Bill Clinton was the first president whose inauguration was broadcast on the Internet, at the beginning of his second term in 1997.
And of course it was last Inauguration Day, in 2009, that Barack Obama was sworn in as the first African-American president of the United States. He'll take that oath again today to kick off his second term.
It's the birthday of the novelist and short-story writer Robert Olen Butler (books by this author), born in Granite City, Illinois (1945). He won the Pulitzer Prize for short fiction in 1993 for his collection A Good Scent from a Strange Mountain (1992).
Butler signed up to serve in the Vietnam War and was assigned to Army intelligence, and he spent a year learning Vietnamese. He was sent overseas in 1971, but was not sent to a combat zone. He lived in an old French hotel, and he would frequently go out in the middle of the night to talk to the locals in the alleys and doorways of Saigon. He also wrote a play while he was there. After he returned Stateside in 1972, he took a job as a writer and editor in New York, and while he rode the train into the city, he worked on novels. "Every word of my first four published novels was written on a legal pad, by hand, on my lap, on the Long Island Railroad as I commuted back and forth from Sea Cliff to Manhattan," he later said. The first novel he published was The Alleys of Eden (1981), the first in what would be a trilogy about Vietnam.
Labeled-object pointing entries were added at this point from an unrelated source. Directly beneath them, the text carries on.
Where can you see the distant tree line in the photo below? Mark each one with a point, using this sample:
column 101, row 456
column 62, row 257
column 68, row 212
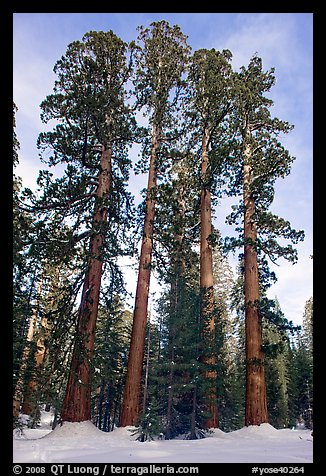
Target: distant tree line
column 216, row 352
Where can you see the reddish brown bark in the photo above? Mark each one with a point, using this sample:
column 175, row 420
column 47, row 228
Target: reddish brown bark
column 206, row 285
column 18, row 395
column 39, row 357
column 131, row 399
column 256, row 403
column 77, row 403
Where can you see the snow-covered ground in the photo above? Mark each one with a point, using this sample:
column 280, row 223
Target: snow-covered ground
column 84, row 443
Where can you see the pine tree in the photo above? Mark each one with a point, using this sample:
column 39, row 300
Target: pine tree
column 160, row 64
column 110, row 360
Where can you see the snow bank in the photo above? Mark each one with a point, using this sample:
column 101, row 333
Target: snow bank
column 75, row 430
column 84, row 443
column 264, row 430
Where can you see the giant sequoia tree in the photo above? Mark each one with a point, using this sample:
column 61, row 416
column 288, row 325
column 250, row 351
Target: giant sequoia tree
column 210, row 103
column 93, row 127
column 160, row 64
column 262, row 160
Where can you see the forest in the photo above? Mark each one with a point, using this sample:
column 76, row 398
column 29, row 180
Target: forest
column 215, row 352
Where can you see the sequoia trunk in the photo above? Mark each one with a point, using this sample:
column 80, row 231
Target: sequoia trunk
column 207, row 291
column 131, row 399
column 256, row 404
column 77, row 401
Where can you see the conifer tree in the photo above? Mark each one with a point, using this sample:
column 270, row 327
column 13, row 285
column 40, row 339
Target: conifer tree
column 159, row 67
column 263, row 159
column 94, row 126
column 210, row 103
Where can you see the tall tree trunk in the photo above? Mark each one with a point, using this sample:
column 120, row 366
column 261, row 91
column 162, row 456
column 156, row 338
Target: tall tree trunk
column 29, row 406
column 207, row 291
column 77, row 401
column 130, row 411
column 256, row 404
column 18, row 395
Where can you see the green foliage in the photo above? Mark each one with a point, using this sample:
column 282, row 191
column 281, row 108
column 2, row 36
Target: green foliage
column 181, row 96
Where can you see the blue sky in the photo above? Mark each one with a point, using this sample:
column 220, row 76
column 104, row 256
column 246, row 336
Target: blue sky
column 283, row 40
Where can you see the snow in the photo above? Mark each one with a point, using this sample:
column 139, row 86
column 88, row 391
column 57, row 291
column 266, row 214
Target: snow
column 84, row 443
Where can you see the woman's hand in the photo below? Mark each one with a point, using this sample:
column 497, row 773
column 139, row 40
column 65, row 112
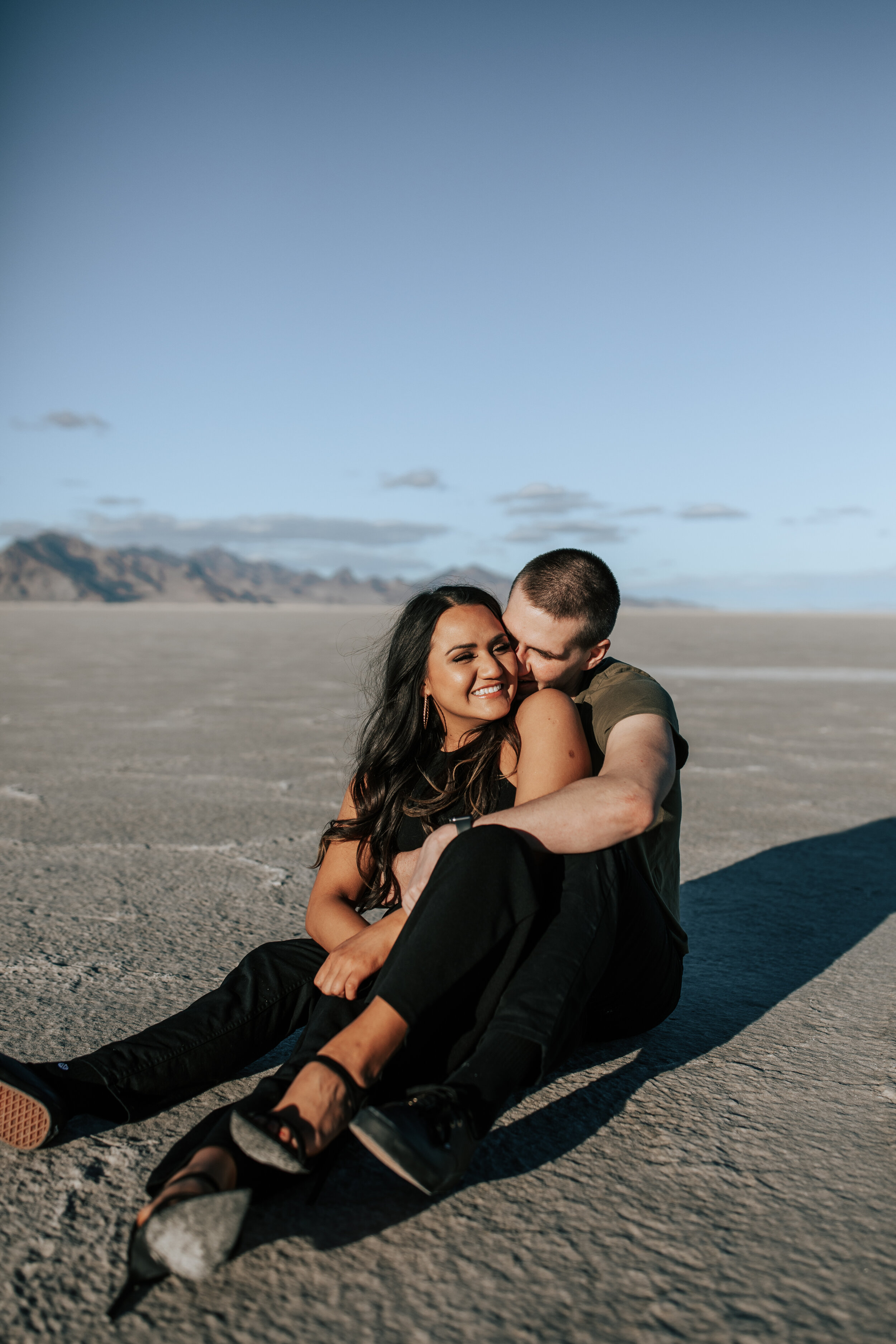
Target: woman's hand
column 433, row 849
column 359, row 957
Butler's most recent book came out just last fall. It's The Hot Country (2012), and it's his first spy thriller.
It's the birthday of filmmaker Federico Fellini, born in Rimini, Italy (1920). When he was 12, he joined a traveling circus, and when he was 19, he joined a vaudeville troupe and traveled all over Italy with them. He became known as the "company poet," but he was also a good sketch writer, bit player, and scenery painter. Circuses and vaudeville often turn up in Fellini's films, appearing in La Strada (1954), La Dolce Vita (1960), and The Clowns (1971).
He claimed all art was autobiographical, and said, "If I set out to make a film about a fillet of sole, it would be about me."
It's the birthday of comedian George Burns, born Nathan Birnbaum in New York City (1896). Young Nathan left school after fourth grade to become an entertainer. He met 18-year-old Gracie Allen in 1923. She had one blue eye and one green eye, and she was looking for a vaudeville partner. "I couldn't get a job," Burns said. "I'd worked with a dog, I'd worked with a seal. Why wouldn't I work with Gracie?" She played the straight man and people laughed more at her straight lines than they did at Burns' jokes. The audience fell in love with her, and so did Burns. He finally convinced her to marry him by threatening to break up the act if she said no. They were partners on and off the stage until her death in 1964.
Burns reinvented himself as a solo act after Allen's death. He also wrote books, including Living It Up: Or, They Still Love Me in Altoona! (1976), Dr. Burns' Prescription for Happiness: Buy Two Books and Call Me in the Morning (1984), and Gracie: A Love Story (1988). He died in 1996, not long after celebrating his 100th birthday. He was interred with Gracie, and their marker was changed to read "Gracie Allen and George Burns — Together Again." He insisted that she have top billing.
George Burns, who said, "Too bad that all the people that know how to run the country are busy driving taxicabs and cutting hair."
It's the birthday of novelist Tami Hoag (books by this author), born Tami Mikkelson in Cresco, Iowa (1959). She grew up in small-town Harmony, Minnesota. There wasn't much to do, especially since she was much younger than the rest of her brothers and sisters, so she amused herself by making up stories. She started making money at it when she was 38, writing romance novels for Bantam Books. She wrote about 20 of these, and then she made the switch to thrillers. Her first of these, Night Sins (1988), was made into a television miniseries in 1997.
Her next book, The 9th Girl, is due out this June (2013).